VIII. Droga do piekła wybrukowana jest dobrymi chęciami.

Przepraszam, że znów dałam czadu i się spóźniłam. Wybaczycie? Mam nadzieję, że tak. Było u mnie tak gorąco, że bałam się włączyć komputer, czy go nie zakatrupię. Ale się udało i dobrze!
Bellatriks w rzeczywistości była (jak dużo przyjemnej jest pisać o niej w czasie przeszłym!) o jakieś osiem lat starsza, ale trochę lat jej odjęłam przypadkiem, bo zapomniałam o tym... a późnej nie miałam ochoty zmieniać wszystkiego. Jak większość "bloggerek" zjadłam kanon. Czuję się wyjątkowo głupio.
Ostatecznie, jeśli to kogoś interesuje (chociaż w to wątpię) moja średnia po V klasie wynosi 5.27, a w tamtym 5.0. Czuję się dumnie i głupio. Całkowita ze mnie baba.
 Enjoy, Have fun lub cokolwiek chcesz...!
  Przepraszam za błędy - pisane w pośpiechu. Śmiało możecie mi je wypominać, byle nie hejt. Excusez-moi, nie ruszają mnie takie osoby - choć już miałam z nimi styczność osobiście.

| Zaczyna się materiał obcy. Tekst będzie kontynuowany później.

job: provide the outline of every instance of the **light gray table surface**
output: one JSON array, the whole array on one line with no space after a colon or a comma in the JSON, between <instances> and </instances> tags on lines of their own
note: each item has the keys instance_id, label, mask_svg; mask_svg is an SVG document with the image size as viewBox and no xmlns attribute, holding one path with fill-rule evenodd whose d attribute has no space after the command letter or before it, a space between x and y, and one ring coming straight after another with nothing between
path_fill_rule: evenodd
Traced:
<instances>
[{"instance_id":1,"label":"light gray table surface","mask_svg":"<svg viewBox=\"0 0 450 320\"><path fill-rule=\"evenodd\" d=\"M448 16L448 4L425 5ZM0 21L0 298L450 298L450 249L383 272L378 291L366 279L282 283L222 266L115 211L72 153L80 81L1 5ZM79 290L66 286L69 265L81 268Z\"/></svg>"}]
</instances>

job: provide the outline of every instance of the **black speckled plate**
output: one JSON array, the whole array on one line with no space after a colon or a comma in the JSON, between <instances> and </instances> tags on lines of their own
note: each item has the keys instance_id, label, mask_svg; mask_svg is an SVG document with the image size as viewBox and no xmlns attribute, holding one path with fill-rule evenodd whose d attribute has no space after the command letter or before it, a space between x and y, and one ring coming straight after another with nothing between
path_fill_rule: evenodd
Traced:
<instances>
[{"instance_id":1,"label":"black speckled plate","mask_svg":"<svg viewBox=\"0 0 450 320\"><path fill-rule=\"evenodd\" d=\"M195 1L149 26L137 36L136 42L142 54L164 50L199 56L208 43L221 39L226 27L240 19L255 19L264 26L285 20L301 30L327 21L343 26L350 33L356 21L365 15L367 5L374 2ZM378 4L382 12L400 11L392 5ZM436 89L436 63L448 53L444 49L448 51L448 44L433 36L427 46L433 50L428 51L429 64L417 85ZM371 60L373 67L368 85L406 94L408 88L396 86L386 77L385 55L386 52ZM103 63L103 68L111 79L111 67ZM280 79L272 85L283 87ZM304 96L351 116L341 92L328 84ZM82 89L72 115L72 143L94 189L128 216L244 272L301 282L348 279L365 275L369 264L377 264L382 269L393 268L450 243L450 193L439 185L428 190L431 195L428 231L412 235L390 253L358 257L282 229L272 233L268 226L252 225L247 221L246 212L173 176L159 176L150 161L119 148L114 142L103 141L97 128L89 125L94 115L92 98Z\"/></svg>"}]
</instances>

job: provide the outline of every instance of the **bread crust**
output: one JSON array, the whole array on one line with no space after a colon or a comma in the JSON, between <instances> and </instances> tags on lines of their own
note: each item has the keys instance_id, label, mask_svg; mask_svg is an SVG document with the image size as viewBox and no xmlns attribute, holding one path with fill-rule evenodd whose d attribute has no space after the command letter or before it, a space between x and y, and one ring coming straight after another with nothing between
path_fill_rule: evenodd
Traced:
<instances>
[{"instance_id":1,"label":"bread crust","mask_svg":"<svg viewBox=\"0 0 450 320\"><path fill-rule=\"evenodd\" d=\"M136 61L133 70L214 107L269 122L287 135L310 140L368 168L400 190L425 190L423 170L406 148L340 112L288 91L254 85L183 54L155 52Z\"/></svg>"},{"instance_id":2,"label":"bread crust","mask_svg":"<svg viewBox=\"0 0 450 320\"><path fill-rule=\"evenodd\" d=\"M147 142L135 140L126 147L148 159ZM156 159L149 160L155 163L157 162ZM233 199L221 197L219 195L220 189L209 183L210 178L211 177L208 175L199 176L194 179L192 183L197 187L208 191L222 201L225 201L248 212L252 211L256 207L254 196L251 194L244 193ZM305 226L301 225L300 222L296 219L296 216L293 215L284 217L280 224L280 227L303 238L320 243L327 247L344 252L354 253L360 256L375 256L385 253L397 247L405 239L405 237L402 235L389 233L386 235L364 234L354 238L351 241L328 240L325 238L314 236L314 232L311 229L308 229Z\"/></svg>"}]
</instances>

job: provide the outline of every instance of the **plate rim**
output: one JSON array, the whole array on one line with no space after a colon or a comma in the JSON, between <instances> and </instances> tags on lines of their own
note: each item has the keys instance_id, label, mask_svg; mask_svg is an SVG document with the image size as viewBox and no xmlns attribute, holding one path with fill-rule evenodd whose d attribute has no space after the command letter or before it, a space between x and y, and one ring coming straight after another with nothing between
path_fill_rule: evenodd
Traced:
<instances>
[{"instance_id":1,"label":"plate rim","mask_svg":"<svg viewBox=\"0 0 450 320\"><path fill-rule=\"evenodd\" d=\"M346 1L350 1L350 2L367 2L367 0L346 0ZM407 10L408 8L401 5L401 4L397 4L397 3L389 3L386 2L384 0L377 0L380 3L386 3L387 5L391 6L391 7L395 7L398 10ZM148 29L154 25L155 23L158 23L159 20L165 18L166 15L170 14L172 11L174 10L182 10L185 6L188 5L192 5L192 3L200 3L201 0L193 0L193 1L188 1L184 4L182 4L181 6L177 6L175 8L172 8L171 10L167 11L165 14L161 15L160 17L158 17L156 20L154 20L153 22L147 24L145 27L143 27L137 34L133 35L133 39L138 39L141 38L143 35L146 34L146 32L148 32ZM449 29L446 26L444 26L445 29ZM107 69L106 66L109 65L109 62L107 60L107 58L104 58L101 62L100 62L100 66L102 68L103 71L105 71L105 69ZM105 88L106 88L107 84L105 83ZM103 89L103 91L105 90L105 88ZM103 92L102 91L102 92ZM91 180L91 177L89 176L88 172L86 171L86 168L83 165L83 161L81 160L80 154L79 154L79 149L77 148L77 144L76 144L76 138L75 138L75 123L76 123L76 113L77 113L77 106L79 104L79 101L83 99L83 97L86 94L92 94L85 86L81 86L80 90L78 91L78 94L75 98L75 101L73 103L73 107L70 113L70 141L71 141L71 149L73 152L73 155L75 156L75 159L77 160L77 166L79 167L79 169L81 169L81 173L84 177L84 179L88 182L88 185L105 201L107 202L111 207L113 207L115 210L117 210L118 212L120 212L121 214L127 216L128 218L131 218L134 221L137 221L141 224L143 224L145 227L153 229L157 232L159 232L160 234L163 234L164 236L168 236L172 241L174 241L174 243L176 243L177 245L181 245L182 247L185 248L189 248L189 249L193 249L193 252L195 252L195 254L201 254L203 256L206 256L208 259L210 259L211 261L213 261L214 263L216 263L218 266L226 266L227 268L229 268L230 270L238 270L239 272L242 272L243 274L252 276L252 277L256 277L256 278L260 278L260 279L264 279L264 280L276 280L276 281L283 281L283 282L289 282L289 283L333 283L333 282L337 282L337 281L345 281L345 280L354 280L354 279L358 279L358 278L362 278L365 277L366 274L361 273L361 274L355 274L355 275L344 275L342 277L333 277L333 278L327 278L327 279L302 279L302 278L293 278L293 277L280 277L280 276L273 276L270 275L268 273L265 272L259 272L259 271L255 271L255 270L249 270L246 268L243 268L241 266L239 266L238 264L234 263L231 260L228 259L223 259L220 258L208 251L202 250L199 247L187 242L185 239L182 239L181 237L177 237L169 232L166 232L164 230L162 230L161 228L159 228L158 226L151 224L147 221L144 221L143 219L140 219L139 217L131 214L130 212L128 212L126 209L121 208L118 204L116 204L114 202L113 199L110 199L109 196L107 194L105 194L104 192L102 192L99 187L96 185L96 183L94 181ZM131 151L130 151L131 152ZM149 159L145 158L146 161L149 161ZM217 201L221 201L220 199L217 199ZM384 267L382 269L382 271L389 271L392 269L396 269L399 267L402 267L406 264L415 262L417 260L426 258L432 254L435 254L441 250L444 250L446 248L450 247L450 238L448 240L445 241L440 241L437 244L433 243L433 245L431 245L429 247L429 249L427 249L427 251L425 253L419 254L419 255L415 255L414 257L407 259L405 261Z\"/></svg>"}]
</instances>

 ______________________________

    Czułam się, jakby powietrze wokół mnie drżało i to wcale nie łagodnym menuetem, ale potężnym, ostrym dźwiękiem, od którego na skórze pleców podnoszą się włoski i pojawia się gęsia skórka. Jak gdyby wystarczyła sama muzyka, żeby stanąć w deszczu, podnieść ręce i krzyczeć głośno, bezplanowo, żeby inni to usłyszeli i, co ważniejsze – potrafili zrozumieć. To dziwne uczucie – naprawdę – ale trzymało mnie w swoich objęciach i nie chciało puścić. Chyba nigdy wcześniej nie odnosiłam takiego wrażenia, że mimo wszystko, ludzie to jeden, wspólny organizm. I chociaż nie potrafimy być razem, tak po prostu, to zjednoczenie gdzieś jest, gdzieś w głębi; może objawi się kiedyś, a może nigdy. Po raz pierwszy w życiu żałowałam, że nie potrafię śpiewać – bo chciałabym, żeby pewna melodia, którą słyszę we wnętrzu wydostała się na świat, aby ktoś jeszcze, prócz mnie mógł jej wysłuchać. Chociaż może tak właśnie ma być – może to moja prywatna, osobista piosenka, którą nie mam się dzielić… Może i tak.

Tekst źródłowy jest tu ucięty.